João sempre quis ser ator e nem se lembra de ter vontade de fazer outra coisa. Já em criança, quando não estava ocupado a aterrorizar estabelecimentos de restauração, ia com o pai e um livro debaixo do braço para o parque, onde contava uma história completamente inventada a quem quer que o ouvisse. Eram verdadeiras peças de teatro que saíam da sua cabeça quando ainda nem sabia ler (o livro era apenas um adereço).
“Sempre tive muita urgência de falar, questionar e apresentar coisas”. Na sua família, ninguém estava ligado ao mundo artístico. O pai, um economista, e a mãe, com projetos ligados à moda, sempre respeitaram a sua vocação e acabaram mesmo por apoiar a saída do ensino regular aos 15 anos, para ir estudar Teatro na Escola Profissional de Teatro de Cascais. A seguir, veio a Escola Superior de Teatro e Cinema, na Amadora, e uma panóplia de projetos nas mais diferentes áreas, desde encenação, realização, produção, composição, fotografia — e até mesmo dobragens, que fez em filmes como “The Incredibles 2: Os Super Heróis” ou “Frozen 2: O Reino do Gelo“.

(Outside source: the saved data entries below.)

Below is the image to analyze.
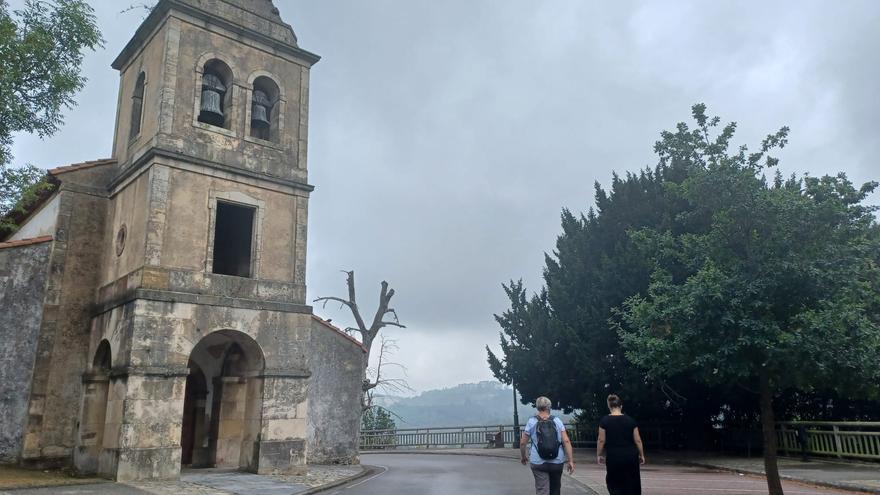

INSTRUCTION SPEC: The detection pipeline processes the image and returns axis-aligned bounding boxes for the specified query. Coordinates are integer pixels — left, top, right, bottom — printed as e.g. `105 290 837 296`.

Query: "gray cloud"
11 0 880 393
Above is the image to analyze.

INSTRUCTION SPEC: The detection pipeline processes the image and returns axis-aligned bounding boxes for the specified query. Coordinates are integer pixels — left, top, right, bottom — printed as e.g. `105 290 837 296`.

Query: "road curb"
677 460 880 495
565 474 602 495
299 465 375 494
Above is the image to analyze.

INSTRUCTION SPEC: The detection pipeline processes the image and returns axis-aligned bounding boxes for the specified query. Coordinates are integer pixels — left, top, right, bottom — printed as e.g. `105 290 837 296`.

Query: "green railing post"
832 425 843 459
780 424 789 456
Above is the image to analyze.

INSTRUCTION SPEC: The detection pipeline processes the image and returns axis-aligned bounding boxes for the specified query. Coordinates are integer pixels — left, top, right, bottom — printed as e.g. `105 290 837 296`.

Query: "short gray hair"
535 396 552 411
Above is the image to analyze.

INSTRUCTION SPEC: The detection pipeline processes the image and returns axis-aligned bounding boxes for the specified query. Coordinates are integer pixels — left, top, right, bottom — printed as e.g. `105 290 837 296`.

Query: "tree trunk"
759 373 784 495
360 347 372 410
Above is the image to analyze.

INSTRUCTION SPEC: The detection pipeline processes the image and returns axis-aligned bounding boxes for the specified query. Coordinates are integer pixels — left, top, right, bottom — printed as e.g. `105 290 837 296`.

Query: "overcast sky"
10 1 880 394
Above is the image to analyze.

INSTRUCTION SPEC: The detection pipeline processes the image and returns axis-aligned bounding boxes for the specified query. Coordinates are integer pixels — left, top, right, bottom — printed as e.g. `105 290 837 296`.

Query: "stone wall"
306 318 364 464
22 166 112 465
0 239 52 462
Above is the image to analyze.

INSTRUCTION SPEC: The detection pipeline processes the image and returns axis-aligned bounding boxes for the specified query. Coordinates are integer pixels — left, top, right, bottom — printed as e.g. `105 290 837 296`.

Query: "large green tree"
361 406 396 432
0 163 51 236
615 106 880 495
489 104 879 448
488 117 724 427
0 0 101 236
0 0 102 165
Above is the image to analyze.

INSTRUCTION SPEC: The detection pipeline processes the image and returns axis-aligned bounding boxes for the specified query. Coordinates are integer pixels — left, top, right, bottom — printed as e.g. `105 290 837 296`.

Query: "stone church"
0 0 363 481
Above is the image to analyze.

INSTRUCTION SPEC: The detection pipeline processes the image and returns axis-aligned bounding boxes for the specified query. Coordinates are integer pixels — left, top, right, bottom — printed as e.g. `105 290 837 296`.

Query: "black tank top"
599 414 637 449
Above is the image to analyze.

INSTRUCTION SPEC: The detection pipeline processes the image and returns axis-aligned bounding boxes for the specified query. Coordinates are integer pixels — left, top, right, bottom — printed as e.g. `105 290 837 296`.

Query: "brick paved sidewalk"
671 453 880 494
570 453 872 495
570 459 871 495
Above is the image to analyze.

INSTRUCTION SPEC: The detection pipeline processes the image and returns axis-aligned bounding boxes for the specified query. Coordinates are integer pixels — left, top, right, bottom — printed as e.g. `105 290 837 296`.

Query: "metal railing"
360 423 603 451
361 421 880 462
361 424 521 450
777 421 880 461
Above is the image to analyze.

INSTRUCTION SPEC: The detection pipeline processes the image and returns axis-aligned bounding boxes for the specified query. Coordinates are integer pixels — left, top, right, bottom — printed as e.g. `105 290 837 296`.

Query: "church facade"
0 0 363 481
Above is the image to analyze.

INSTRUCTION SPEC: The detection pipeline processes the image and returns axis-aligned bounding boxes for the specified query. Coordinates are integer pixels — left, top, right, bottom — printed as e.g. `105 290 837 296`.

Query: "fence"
361 423 631 451
777 422 880 461
361 421 880 462
361 424 523 450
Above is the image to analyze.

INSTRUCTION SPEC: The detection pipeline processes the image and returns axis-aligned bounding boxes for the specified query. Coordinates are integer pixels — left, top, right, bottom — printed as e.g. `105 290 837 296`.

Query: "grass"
0 464 104 489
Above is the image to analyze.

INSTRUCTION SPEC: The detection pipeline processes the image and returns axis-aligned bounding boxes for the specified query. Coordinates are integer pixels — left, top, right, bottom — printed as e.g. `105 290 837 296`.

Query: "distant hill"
373 381 573 429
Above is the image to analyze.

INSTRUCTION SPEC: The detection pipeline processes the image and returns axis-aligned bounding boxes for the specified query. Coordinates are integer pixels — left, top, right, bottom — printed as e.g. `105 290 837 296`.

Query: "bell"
199 73 226 126
251 90 271 129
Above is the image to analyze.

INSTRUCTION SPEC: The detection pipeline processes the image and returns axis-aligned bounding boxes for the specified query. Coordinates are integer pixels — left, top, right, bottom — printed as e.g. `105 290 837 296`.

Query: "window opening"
250 76 280 141
199 73 227 127
250 90 271 140
212 202 255 277
130 72 145 138
198 60 233 128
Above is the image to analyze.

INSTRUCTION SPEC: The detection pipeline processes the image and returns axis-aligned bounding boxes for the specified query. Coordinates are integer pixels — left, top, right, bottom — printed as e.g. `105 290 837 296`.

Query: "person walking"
520 396 575 495
597 394 645 495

Depois de terminar os estudos, formou com Vicente Wallenstein As Crianças Loucas, um grupo de artistas que explora várias disciplinas das artes em espetáculos como o “E Todas as Crianças São Loucas”, o projeto de estreia cujo tema foi o fim da infância, a saída da casa dos pais e o ritual de passagem para a independência.

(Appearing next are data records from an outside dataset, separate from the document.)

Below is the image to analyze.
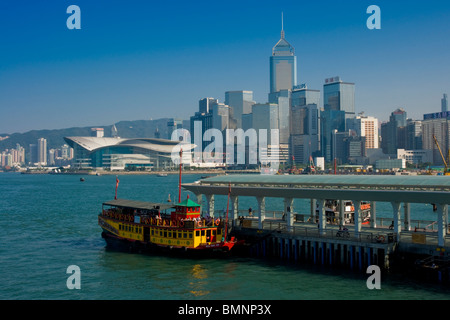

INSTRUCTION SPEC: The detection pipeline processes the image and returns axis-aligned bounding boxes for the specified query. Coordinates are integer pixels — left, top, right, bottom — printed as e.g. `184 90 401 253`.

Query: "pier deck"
182 174 450 273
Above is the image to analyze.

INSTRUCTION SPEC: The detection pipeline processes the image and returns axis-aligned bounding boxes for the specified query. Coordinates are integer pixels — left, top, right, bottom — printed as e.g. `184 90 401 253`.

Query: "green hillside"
0 118 173 153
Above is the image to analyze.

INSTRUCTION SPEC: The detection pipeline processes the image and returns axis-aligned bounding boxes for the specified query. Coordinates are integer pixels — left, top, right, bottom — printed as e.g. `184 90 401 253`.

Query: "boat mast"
224 182 231 241
114 175 119 200
178 148 182 203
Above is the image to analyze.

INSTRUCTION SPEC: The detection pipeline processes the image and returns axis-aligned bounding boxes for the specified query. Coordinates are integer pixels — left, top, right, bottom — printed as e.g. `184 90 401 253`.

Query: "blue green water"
1 172 449 300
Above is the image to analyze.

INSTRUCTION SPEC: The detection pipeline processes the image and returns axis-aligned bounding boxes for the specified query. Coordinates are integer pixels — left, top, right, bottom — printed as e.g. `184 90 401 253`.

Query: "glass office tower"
323 77 355 123
290 87 321 163
270 25 297 94
320 109 346 162
225 91 255 128
322 77 355 162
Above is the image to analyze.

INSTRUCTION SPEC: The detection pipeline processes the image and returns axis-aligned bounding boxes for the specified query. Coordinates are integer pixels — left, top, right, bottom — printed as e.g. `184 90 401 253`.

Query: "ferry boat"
98 150 241 255
98 197 240 254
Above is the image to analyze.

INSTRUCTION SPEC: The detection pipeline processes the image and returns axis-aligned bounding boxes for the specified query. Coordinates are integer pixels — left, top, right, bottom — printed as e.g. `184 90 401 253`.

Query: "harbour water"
1 172 449 300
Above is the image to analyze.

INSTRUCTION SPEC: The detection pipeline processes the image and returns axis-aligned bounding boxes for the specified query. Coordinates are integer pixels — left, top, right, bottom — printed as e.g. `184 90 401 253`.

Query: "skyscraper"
442 94 448 113
290 104 319 164
199 97 218 114
381 108 407 154
225 91 255 128
323 76 355 122
320 109 346 162
37 137 47 165
167 119 183 139
291 86 320 107
290 86 321 163
211 103 231 132
347 115 379 149
29 143 37 164
269 14 297 95
422 112 450 165
406 120 422 150
321 77 356 162
390 108 407 127
252 103 279 145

“Dizer que sou ator custa-me porque gosto de muitas coisas muito diferentes”, revela João. “Eu nasço de uma fusão da maluqueira, não sei fechar as portas à imaginação nem desistir das coisas”.
Se ganhasse os 10 mil euros no New Talent, aplicava-os na peça que está a desenvolver há dois anos com um grupo de 17 atores e seis músicos. Em “Lisboawood”, como lhe chamou, o ator é também autor, compositor musical, letrista e encenador. O trabalho fala sobre a capital portuguesa, a gentrificação e os seus jovens e conta também com Soraia Tavares, Vicente Wallenstein e Rodrigo Tomás no elenco, além da banda portuguesa Zarco.
A história desenrola-se numa geladaria no centro de Lisboa, a cidade onde cresceu, e onde todas as personagens se cruzam. O negócio “está a dar as últimas” até que aparece uma arquiteta que quer comprar o espaço para investir e transformá-lo no maior prédio de habitação do mundo — “no fundo, é o que se está a passar à porta das nossas casas”, diz à NiT.
As dificuldades de seguir para a frente com o projeto têm travado a equipa e o ator acredita que a idade possa ter alguma influência: “Há um certo receio de apoiar os jovens, ou que as coisas sejam pouco fundamentadas e amadoras”. Mas o problema é bem português e, segundo o jovem talento, está presente em todas as áreas das artes, seja teatro, cinema ou escultura. “É preciso abrir portas a isso, há cada vez mais pessoas mais formadas e mais jovens.”
Para lançar “Lisboawood” falta uma sala com espaço suficiente e dinheiro para que a produção seja feita em condições. Até porque estão quase 40 pessoas envolvidas. Por isso, os 10 mil euros “ajudavam mesmo muito.”
Ainda assim, João Cachola já retirou uma lição da experiência: “Quando for grande e aparecer um puto com uma ideia, vou tentar ouvi-lo.”